Иг стоял около кровати с желтым конвертом в руках.
– У нее был рак? – спросил он вместо ответа.
– Я не хочу говорить о Мери, – сказал Дейл и отвернулся. – Я ее люблю, и мне невыносимо думать о ней и… и обо всем остальном. Мой брат, ты знаешь, мы с ним не разговаривали уже несколько лет. Но у него есть в Сарасоте торговля мотоциклами. Иногда мне хочется отправиться туда торговать для него мотоциклами, ходить на пляж и смотреть на девушек. На каждое Рождество он посылает мне открытку, пишет, приезжай, мол. Иногда мне очень хочется сбежать от Хейди, от этого города и от этого жуткого дома, и от всей моей засранной, задолбанной жизни и начать все сначала. Если нет Бога и нет причин для всех этих мук, может быть, мне еще не поздно начать все заново.
– Дейл, – негромко сказал Иг. – Так был у нее рак?
Дейл покачал головой, не поднимая ее с подушки.
– Понимаешь, это же наследственная штука. Прицепится к тебе, и все болеют. И мы ничего от нее не узнали, узнали только после того, как она умерла. Нам сказал патологоанатом.
– В газете про рак ничего не писали, – сказал Иг.
– Хейди хотела рассказать газетчикам. Она думала, это вызовет сочувствие и люди еще больше тебя возненавидят. Но я сказал, что Мери не хотела, чтобы об этом знали, и мы должны уважать ее желание. Нам она ничего не сказала, а тебе сказала?
– Нет, – качнул головой Иг. Вместо этого она сказала, что ему нужно встречаться с другими девушками. Правда, Иг не читал ее двухстраничную записку, лежавшую в этом конверте, но все уже было в основном понятно. – Ваша старшая дочь, Реган, – сказал он, – мы с вами никогда о ней не говорили, и мне не стоит совать нос в чужие дела. Но я знаю, как вам было тяжело, когда вы ее потеряли.
– Она очень мучилась, – сказал Дейл и всем телом передернулся. – Из-за этого она говорила жуткие вещи. Я знаю, что ничего такого она не думала. Она ведь была такая хорошая, такая прелестная девочка. Я стараюсь этого не забывать, но по большей части… по большей части я помню ее такой, какой она стала в конце. Она весила едва восемьдесят фунтов, и семьдесят фунтов из них была ненависть. Она говорила о Мери совершенно непростительные вещи. Думаю, ее бесило, что Мери такая хорошенькая и… Реган совершенно облысела, и ей сделали мастэктомию, а заодно удалили часть кишок, и она себя чувствовала… она себя чувствовала вроде Франкенштейна, чем-то из фильма ужасов. Она говорила, что, если бы мы ее любили, мы бы задушили ее подушкой и разом со всем покончили. Она говорила мне, что я, наверное, рад, что это она умирает, а не Меррин, потому что я всегда любил Меррин больше. Я стараюсь обо всем этом забыть, но иногда просыпаюсь ночью и думаю, думаю… Или думаю, как умирала Мери. Мне хотелось бы вспоминать, как они жили, но плохое вытесняет все остальное. Для этого, наверное, есть какая-нибудь серьезная психологическая причина. Мери изучала психологию, она, наверное, знала, почему плохое запечатляется в памяти крепче, чем хорошее. Слышь, Иг, но ты можешь поверить, что моя младшенькая поступила в Гарвард?
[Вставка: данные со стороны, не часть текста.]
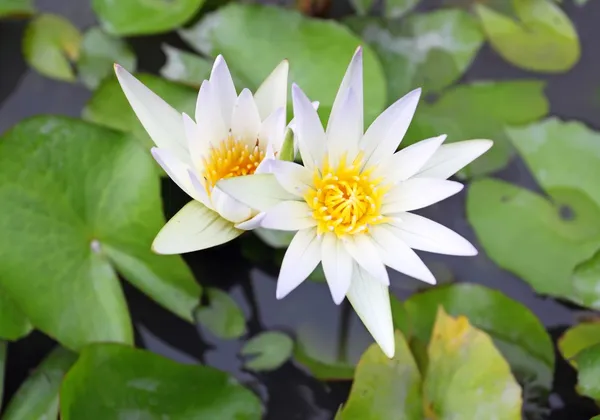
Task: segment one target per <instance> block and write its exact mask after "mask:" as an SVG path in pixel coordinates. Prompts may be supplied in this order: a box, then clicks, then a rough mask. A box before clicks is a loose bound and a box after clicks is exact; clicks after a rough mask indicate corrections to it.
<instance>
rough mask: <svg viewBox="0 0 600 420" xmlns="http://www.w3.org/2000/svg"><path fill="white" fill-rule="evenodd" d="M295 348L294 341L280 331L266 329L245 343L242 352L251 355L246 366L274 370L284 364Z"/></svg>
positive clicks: (241, 354) (288, 357)
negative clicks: (250, 357) (279, 331)
mask: <svg viewBox="0 0 600 420" xmlns="http://www.w3.org/2000/svg"><path fill="white" fill-rule="evenodd" d="M293 350H294V341H293V340H292V339H291V338H290V337H289V336H288V335H287V334H284V333H282V332H278V331H266V332H263V333H260V334H259V335H257V336H256V337H252V338H251V339H250V340H248V341H247V342H246V344H244V347H243V348H242V350H241V352H240V354H241V355H242V356H251V357H252V358H251V359H249V360H247V361H246V362H245V364H244V366H245V367H246V368H247V369H250V370H254V371H262V370H274V369H277V368H278V367H279V366H281V365H282V364H284V363H285V362H286V361H287V360H288V359H289V358H290V357H291V356H292V352H293Z"/></svg>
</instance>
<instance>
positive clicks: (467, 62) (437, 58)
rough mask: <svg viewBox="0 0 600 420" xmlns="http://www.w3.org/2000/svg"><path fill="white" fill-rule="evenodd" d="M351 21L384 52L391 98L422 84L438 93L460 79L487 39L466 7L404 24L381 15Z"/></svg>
mask: <svg viewBox="0 0 600 420" xmlns="http://www.w3.org/2000/svg"><path fill="white" fill-rule="evenodd" d="M389 3H390V2H389V1H388V2H387V3H386V4H388V6H389ZM346 23H347V24H348V25H349V26H350V27H351V28H352V29H353V30H354V31H355V32H357V33H358V34H360V35H361V37H362V38H363V39H364V40H365V41H366V42H368V43H369V44H370V45H371V46H372V47H373V48H374V49H375V52H376V53H377V54H378V55H379V57H380V59H381V62H382V64H383V69H384V72H385V75H386V77H387V82H388V102H390V103H391V102H394V101H395V100H396V99H398V98H399V97H401V96H402V95H405V94H406V93H408V92H409V91H411V90H413V89H415V88H417V87H422V88H423V91H424V92H435V91H439V90H440V89H442V88H444V87H446V86H448V85H450V84H451V83H453V82H455V81H456V80H458V78H459V77H460V76H461V75H462V74H463V72H464V71H465V70H466V69H467V67H468V66H469V65H470V64H471V62H472V61H473V59H474V58H475V55H476V54H477V51H478V50H479V48H480V47H481V45H482V44H483V34H482V33H481V31H480V29H479V25H478V24H477V20H476V19H475V18H474V17H473V16H471V15H470V14H469V13H467V12H465V11H462V10H439V11H435V12H431V13H424V14H417V15H412V16H410V17H408V18H407V19H406V21H403V24H402V25H398V24H397V22H394V21H386V20H382V19H377V18H351V19H349V20H347V21H346Z"/></svg>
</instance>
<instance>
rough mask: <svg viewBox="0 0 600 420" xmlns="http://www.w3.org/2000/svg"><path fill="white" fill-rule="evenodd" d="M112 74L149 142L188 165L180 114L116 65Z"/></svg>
mask: <svg viewBox="0 0 600 420" xmlns="http://www.w3.org/2000/svg"><path fill="white" fill-rule="evenodd" d="M115 73H116V74H117V79H118V80H119V83H120V84H121V88H122V89H123V92H124V93H125V97H126V98H127V100H128V101H129V104H130V105H131V107H132V108H133V111H134V112H135V115H137V117H138V119H139V120H140V122H141V123H142V125H143V126H144V129H145V130H146V131H147V132H148V135H149V136H150V138H151V139H152V141H154V143H155V144H156V146H157V147H159V148H161V149H166V150H169V151H170V152H171V153H172V154H173V155H174V156H175V157H177V158H178V159H180V160H181V161H183V162H186V163H187V162H188V153H187V147H186V140H185V133H184V130H183V123H182V121H181V114H180V113H179V112H177V111H176V110H175V109H173V107H171V105H169V104H168V103H166V102H165V101H164V100H162V99H161V98H160V97H159V96H158V95H156V94H155V93H154V92H152V91H151V90H150V89H148V88H147V87H146V86H145V85H144V84H143V83H142V82H140V81H139V80H138V79H136V78H135V77H134V76H132V75H131V74H130V73H129V72H128V71H127V70H125V69H124V68H123V67H121V66H119V65H115Z"/></svg>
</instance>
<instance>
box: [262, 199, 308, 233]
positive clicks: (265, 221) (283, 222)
mask: <svg viewBox="0 0 600 420" xmlns="http://www.w3.org/2000/svg"><path fill="white" fill-rule="evenodd" d="M316 225H317V221H316V220H315V219H314V217H312V215H311V210H310V208H309V207H308V204H306V202H304V201H284V202H283V203H279V204H277V205H275V206H273V207H271V208H270V209H269V210H267V211H266V215H265V217H264V218H263V220H262V222H261V223H260V226H261V227H264V228H267V229H275V230H292V231H293V230H301V229H308V228H311V227H313V226H316Z"/></svg>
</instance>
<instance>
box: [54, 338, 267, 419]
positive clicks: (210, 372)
mask: <svg viewBox="0 0 600 420" xmlns="http://www.w3.org/2000/svg"><path fill="white" fill-rule="evenodd" d="M60 405H61V407H60V412H61V419H63V420H79V419H84V418H89V416H90V413H93V416H94V418H97V419H106V420H108V419H117V418H132V419H133V418H137V419H142V418H143V419H167V418H168V419H171V420H184V419H216V418H218V419H219V420H258V419H260V418H261V411H262V409H261V405H260V401H259V400H258V398H257V397H256V396H255V395H254V394H253V393H252V392H250V391H249V390H247V389H245V388H244V387H243V386H241V385H239V384H238V383H237V382H236V381H235V380H234V379H233V378H232V377H230V376H229V375H228V374H226V373H225V372H221V371H219V370H217V369H214V368H212V367H209V366H198V365H184V364H180V363H177V362H174V361H172V360H169V359H166V358H164V357H161V356H158V355H156V354H153V353H150V352H148V351H144V350H138V349H134V348H131V347H128V346H123V345H119V344H92V345H90V346H88V347H86V348H85V349H84V350H83V352H82V353H81V356H80V357H79V360H78V361H77V363H75V366H73V368H72V369H71V371H70V372H69V374H68V375H67V377H66V378H65V380H64V382H63V384H62V387H61V390H60Z"/></svg>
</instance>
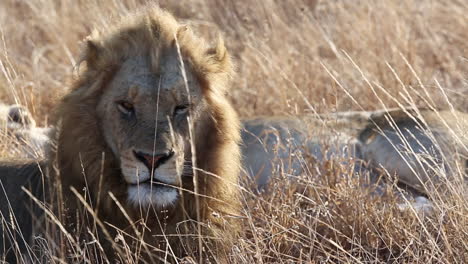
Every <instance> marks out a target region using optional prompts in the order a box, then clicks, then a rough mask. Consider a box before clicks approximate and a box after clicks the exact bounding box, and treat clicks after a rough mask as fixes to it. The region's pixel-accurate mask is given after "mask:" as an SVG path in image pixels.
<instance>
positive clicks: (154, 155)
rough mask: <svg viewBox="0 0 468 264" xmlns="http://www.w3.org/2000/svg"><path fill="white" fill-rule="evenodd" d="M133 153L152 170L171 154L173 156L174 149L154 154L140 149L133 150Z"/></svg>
mask: <svg viewBox="0 0 468 264" xmlns="http://www.w3.org/2000/svg"><path fill="white" fill-rule="evenodd" d="M133 154H134V155H135V157H136V158H137V159H138V160H139V161H141V162H143V164H145V166H146V167H147V168H148V170H150V171H152V170H154V169H156V168H158V167H159V166H160V165H162V164H164V163H165V162H166V161H168V160H169V159H170V158H172V156H174V151H172V150H171V151H168V152H164V153H160V154H155V155H151V154H147V153H144V152H141V151H133Z"/></svg>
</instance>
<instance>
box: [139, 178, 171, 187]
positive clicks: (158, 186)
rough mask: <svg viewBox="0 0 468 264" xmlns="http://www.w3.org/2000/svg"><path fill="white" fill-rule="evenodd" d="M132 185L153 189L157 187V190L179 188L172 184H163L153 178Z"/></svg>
mask: <svg viewBox="0 0 468 264" xmlns="http://www.w3.org/2000/svg"><path fill="white" fill-rule="evenodd" d="M132 185H152V187H153V188H154V187H156V188H161V187H168V188H177V186H175V185H174V184H170V183H167V182H163V181H160V180H157V179H153V178H150V179H148V180H146V181H142V182H137V183H135V184H132Z"/></svg>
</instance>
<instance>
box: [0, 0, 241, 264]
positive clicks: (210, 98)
mask: <svg viewBox="0 0 468 264" xmlns="http://www.w3.org/2000/svg"><path fill="white" fill-rule="evenodd" d="M81 63H82V64H83V65H82V71H81V72H80V74H79V78H78V80H76V82H75V83H74V84H73V87H72V89H71V92H70V93H69V94H68V95H66V96H65V97H64V98H63V100H62V101H61V103H60V104H59V106H58V110H57V118H56V120H57V121H56V124H55V127H56V130H57V131H56V132H55V133H54V135H53V136H52V144H53V145H56V148H53V149H52V150H51V151H50V152H49V153H48V154H47V164H48V165H47V167H48V171H49V172H50V173H51V174H52V175H50V177H51V178H52V179H53V180H54V181H55V182H59V180H60V181H61V188H57V186H56V185H55V186H54V189H53V190H50V191H53V192H52V194H54V193H55V192H57V191H59V190H63V199H64V204H65V206H64V208H65V212H61V213H66V218H65V219H66V220H65V221H66V226H67V227H68V229H69V231H70V232H72V231H76V230H79V229H81V228H82V227H81V226H79V225H80V224H83V223H79V220H80V219H83V218H82V217H83V215H76V212H80V211H81V212H83V201H80V200H79V198H78V197H79V196H80V195H81V196H82V197H85V198H84V199H85V200H86V201H87V202H88V203H89V205H90V206H94V207H96V208H95V209H94V210H93V211H94V213H97V218H98V222H99V223H108V225H105V224H102V225H100V230H101V231H102V232H100V233H99V234H100V235H99V237H100V238H101V241H100V242H101V243H103V244H104V248H105V250H106V251H107V252H106V253H112V254H113V252H114V250H115V251H116V252H120V251H122V249H121V247H120V245H118V243H115V242H114V241H113V240H114V238H115V235H116V234H117V231H116V230H115V229H114V228H113V227H116V228H117V229H119V230H121V231H119V232H123V233H122V234H127V235H128V236H124V239H125V241H127V242H126V243H127V244H129V245H130V246H133V244H135V248H138V245H136V244H138V242H139V239H140V238H143V240H144V241H145V242H146V243H148V244H149V245H148V246H145V245H144V246H143V247H142V248H144V249H145V250H143V251H144V252H143V253H142V254H144V255H146V257H145V258H146V259H147V260H151V261H155V260H157V259H158V258H159V257H160V256H165V254H169V257H167V258H166V260H167V261H174V260H176V259H177V258H178V257H183V256H185V255H191V256H193V257H196V258H198V257H200V258H201V257H203V259H206V258H209V259H211V260H213V261H221V262H223V261H224V260H226V258H227V254H228V253H229V250H230V248H231V242H232V241H231V240H232V238H233V237H234V234H235V233H236V232H238V229H239V227H238V224H237V223H236V220H235V219H236V216H238V215H239V203H238V201H239V198H238V188H237V187H236V185H237V182H238V173H239V167H240V165H239V159H240V158H239V157H240V155H239V141H240V128H239V120H238V117H237V114H236V112H235V111H234V110H233V108H232V107H231V105H230V104H229V102H228V101H227V99H226V97H225V94H226V90H227V88H228V84H229V81H230V78H231V75H232V74H233V66H232V63H231V59H230V56H229V55H228V53H227V51H226V49H225V47H224V44H223V43H222V41H221V40H220V41H218V43H217V45H216V46H215V47H207V45H206V44H205V43H204V42H203V40H201V39H199V38H197V37H195V36H194V35H193V33H192V32H191V31H190V29H189V28H188V27H187V26H183V25H180V24H179V23H177V22H176V20H175V19H174V17H173V16H172V15H170V14H169V13H168V12H165V11H163V10H160V9H159V8H157V7H151V8H149V9H148V10H147V11H145V12H143V13H138V14H136V15H133V16H130V17H126V18H123V19H122V21H121V22H120V23H118V25H117V26H113V27H111V28H105V29H102V30H96V31H94V32H93V34H92V35H91V36H90V37H88V38H87V40H86V46H85V48H84V52H83V56H82V61H81ZM84 64H85V65H84ZM84 66H86V67H84ZM83 67H84V68H83ZM19 167H20V168H22V166H19ZM23 167H24V166H23ZM195 168H196V169H195ZM44 171H45V170H44ZM13 174H14V173H13V172H11V170H9V171H7V172H5V171H2V175H1V177H2V178H3V179H2V181H3V183H4V184H5V178H7V177H8V176H10V177H13V176H15V175H13ZM25 178H26V177H25ZM26 180H27V179H25V181H26ZM83 190H85V191H83ZM50 191H49V192H50ZM114 197H115V200H114ZM88 211H89V210H88ZM2 212H3V213H4V214H5V212H7V209H2ZM91 222H92V221H91ZM135 223H141V225H140V224H139V225H135ZM19 226H21V225H19ZM141 227H144V230H141ZM87 228H91V227H90V226H88V227H87ZM84 230H86V229H84ZM148 230H150V231H148ZM83 233H86V231H82V233H79V234H78V235H82V234H83ZM109 234H110V235H109ZM142 234H144V235H142ZM179 235H180V236H179ZM106 236H108V237H106ZM84 237H85V236H84ZM131 237H133V238H135V240H134V241H132V239H131ZM105 238H108V240H106V239H105ZM118 241H119V240H118ZM125 246H127V245H125ZM161 252H162V253H161ZM172 253H173V256H171V255H172ZM112 254H111V255H108V256H111V257H112Z"/></svg>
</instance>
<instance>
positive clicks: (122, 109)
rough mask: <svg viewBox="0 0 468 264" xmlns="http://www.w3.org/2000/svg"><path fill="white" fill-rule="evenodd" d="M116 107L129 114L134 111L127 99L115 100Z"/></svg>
mask: <svg viewBox="0 0 468 264" xmlns="http://www.w3.org/2000/svg"><path fill="white" fill-rule="evenodd" d="M117 108H118V109H119V111H120V112H122V113H124V114H127V115H128V114H131V113H133V112H134V111H135V108H134V106H133V104H131V103H129V102H127V101H117Z"/></svg>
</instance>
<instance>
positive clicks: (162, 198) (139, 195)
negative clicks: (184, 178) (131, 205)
mask: <svg viewBox="0 0 468 264" xmlns="http://www.w3.org/2000/svg"><path fill="white" fill-rule="evenodd" d="M178 199H179V193H178V191H177V189H175V188H172V187H167V186H157V185H152V186H151V185H150V184H139V185H132V186H129V187H128V201H129V203H130V204H131V205H133V206H135V207H140V206H141V207H155V208H157V209H163V208H167V207H170V206H173V205H174V204H175V203H176V202H177V200H178Z"/></svg>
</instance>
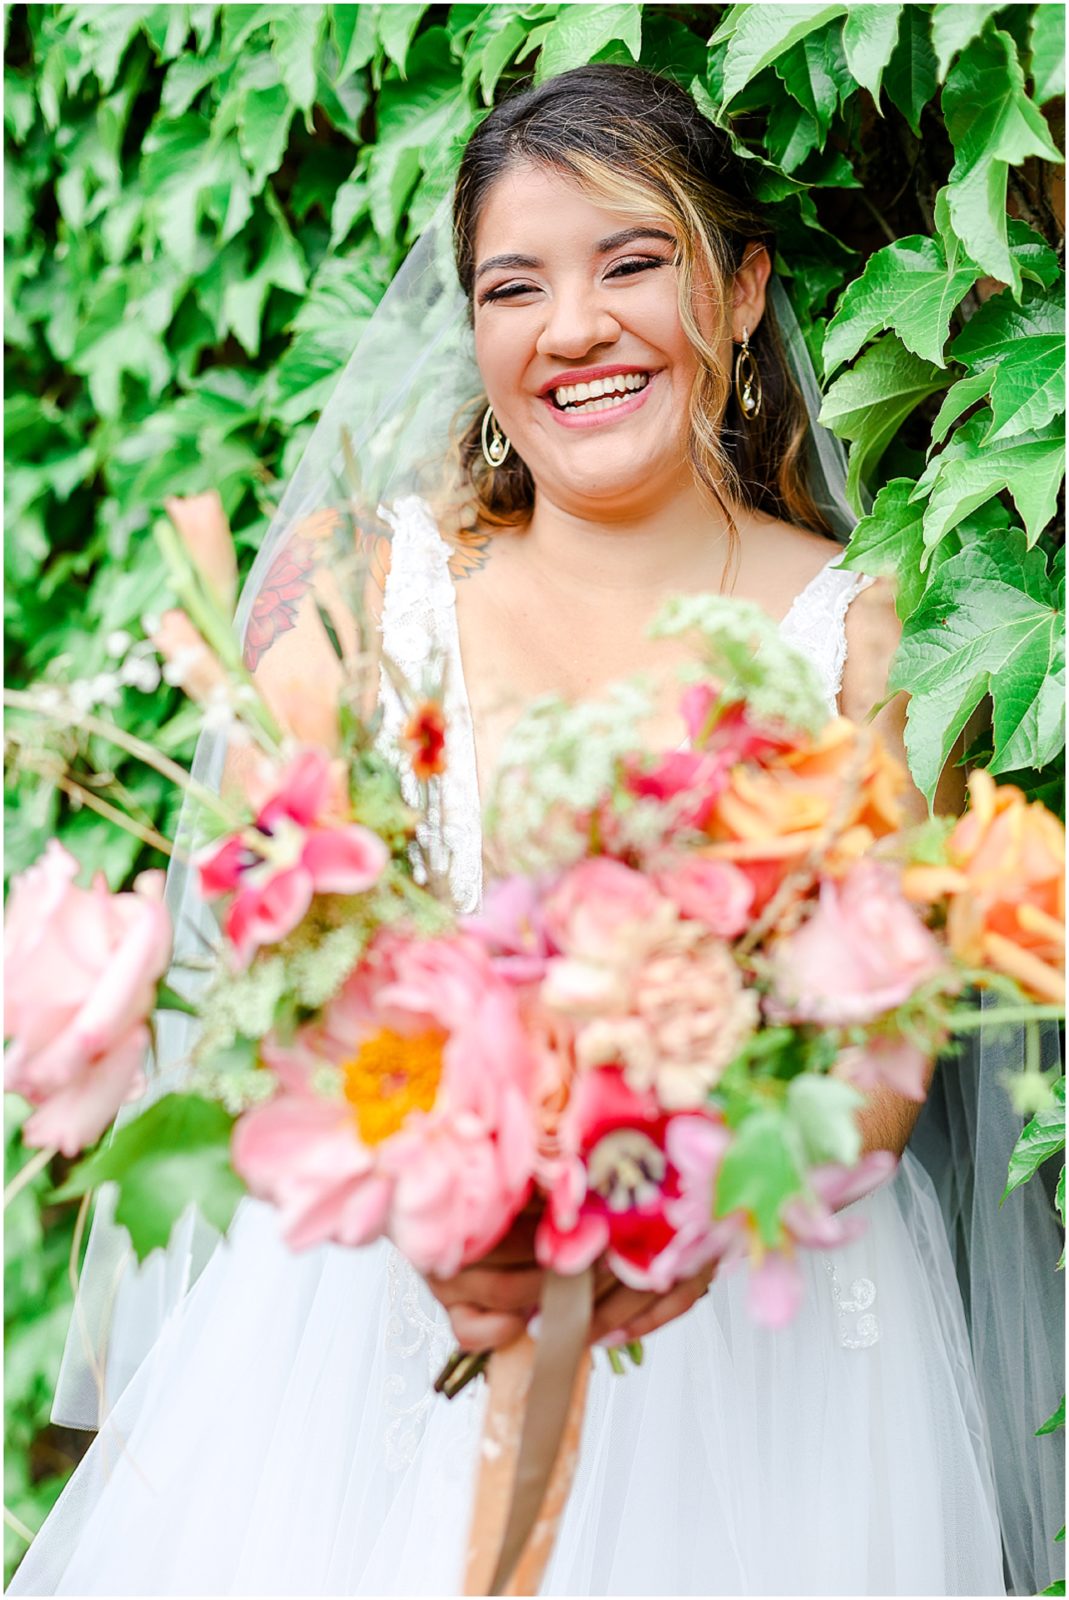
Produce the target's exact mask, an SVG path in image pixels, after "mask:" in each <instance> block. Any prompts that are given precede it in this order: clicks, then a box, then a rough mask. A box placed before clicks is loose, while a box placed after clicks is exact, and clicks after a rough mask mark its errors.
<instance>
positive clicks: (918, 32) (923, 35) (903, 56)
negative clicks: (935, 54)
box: [883, 5, 936, 138]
– Да, – кивнул Иг, – чему тут не поверить. Она была умнее нас с вами, вместе взятых.
Дейл неопределенно фыркнул, все еще отвернувшись в сторону.
– Мне ли этого не знать. Я учился в двухгодичном колледже – все, что было по карману моему старику. Господи, мне очень хотелось быть лучшим отцом, чем он. Он указывал мне, какие брать курсы, где мне жить и где потом работать, чтобы с ним расплатиться. Я иногда говорил Хейди, мол, еще удивительно, что в свадебную ночь он не стоял в моей спальне, не инструктировал меня, что с ней делать и как. – Он мельком улыбнулся. – Это было еще в те времена, когда мы с Хейди могли шутить о подобных вещах. Это теперь у Хейди в голове один Христос, а прежде она любила в шутку попохабничать. Прежде – до того, как мир открыл на полную краны и спустил из нее всю кровь. Иногда мне очень хочется ее бросить, но у нее же нет никого другого. Она совершенно одинока… ну конечно, если не считать ее дружка Иисуса.